A smattering of boos greeted the final whistle after a defeat that puts Liverpool's chances of qualification to the knock-out stages in peril, and yet Liverpool's are the most supportive of supporters. But their patience cannot be limitless and it must now be growing thin. Benitez shook his head in disbelief on the touchline. There doesn't seem to be an immediate answer and that is most worrying.
It just gets worse and worse. Stevie G lasted just 25 minutes before trooping off with a renewed groin complaint. The initial 'word' is that the injury is just a precaution but I doubt it. It is clearly far more worrying than anyone is letting on. Clearly, Gerrard felt a problem with his groin and he knew he couldn't continue. It was a risk to put him out there, and emphasised the urgency of Liverpool's position, already without Torres.
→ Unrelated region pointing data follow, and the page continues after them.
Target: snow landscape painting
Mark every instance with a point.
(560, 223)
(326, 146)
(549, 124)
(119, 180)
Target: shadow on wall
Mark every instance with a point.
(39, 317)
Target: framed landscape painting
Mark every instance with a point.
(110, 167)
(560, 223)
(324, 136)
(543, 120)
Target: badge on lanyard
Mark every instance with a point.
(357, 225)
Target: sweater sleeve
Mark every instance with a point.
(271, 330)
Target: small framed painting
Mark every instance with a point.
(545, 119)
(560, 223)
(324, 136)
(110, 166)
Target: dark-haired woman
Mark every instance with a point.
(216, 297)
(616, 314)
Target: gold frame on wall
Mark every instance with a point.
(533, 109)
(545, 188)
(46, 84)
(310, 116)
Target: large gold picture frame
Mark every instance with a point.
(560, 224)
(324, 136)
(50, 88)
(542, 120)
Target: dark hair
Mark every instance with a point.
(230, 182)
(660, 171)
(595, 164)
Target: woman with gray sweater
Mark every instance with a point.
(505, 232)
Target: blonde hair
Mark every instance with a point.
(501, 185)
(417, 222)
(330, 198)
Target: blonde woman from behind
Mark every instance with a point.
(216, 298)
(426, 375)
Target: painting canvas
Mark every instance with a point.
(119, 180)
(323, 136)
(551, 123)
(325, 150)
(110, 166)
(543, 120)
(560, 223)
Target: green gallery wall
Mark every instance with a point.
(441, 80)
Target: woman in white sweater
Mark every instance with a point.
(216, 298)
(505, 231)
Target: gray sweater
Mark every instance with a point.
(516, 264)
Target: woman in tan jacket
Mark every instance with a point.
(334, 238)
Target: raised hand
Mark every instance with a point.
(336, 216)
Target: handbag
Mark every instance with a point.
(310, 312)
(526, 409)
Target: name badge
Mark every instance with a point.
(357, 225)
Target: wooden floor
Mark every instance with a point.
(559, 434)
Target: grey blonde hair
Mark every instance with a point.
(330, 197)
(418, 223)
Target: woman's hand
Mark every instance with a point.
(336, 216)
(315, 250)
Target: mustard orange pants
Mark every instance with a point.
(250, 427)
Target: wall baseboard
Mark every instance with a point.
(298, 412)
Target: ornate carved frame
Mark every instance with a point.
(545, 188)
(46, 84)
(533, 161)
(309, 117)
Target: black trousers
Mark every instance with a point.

While the 'word' again suggested Gerrard will be ready for Sunday's clash with United, again I doubt whether the club can take another big risk with such a vital player.
I am sure Fabio Capello will be just as worried. We all should be. Gerrard is so important to England's World Cup cause, and there could be some lasting damage if he is continually risked in this way.
Even a rare positive to be taken the game - the impressive full debut of local boy Martin Kelly - was tarnished as the Under-20 international was removed after suffering an injury during the pin-ball equaliser.
As for this Champions League tie, there was always a nagging feeling that Lyon would win at Anfield. You could sense the nervousness, the edginess, the lack of confidence as Liverpool started so tentatively.
When Benayoun scored just before half-time it was a huge relief, but it also lifted everyone - the crowd and the entire team, and there was a feeling that the team had to be united with Gerrard going off. But whatever Benitez said to his players at half-time, they came out like the away side, while Lyon went out believing they could win it, and they did.
An equaliser came from emergency centre-half Maxime Gonalons and the winner from substitute César Delgado, one of the few players Diego Maradona hasn't picked for Argentina, although he has won his fair share of caps and is still a classy performer.
Lyon's first win over English opposition in the Champions League has left Liverpool in dire straights in the group, with a real chance of failing to qualify.
And as I had been pointing out before the game, those who know the club's financial frailties are fully aware that without the £30 million Champions League cash next season there are huge concerns about the interest repayments to the banks.
On all levels the crisis engulfing Anfield couldn't possibly be much worse. Or could it? We shall find out on Sunday in what must now rank as one of the most important games between Liverpool and Manchester United in modern times.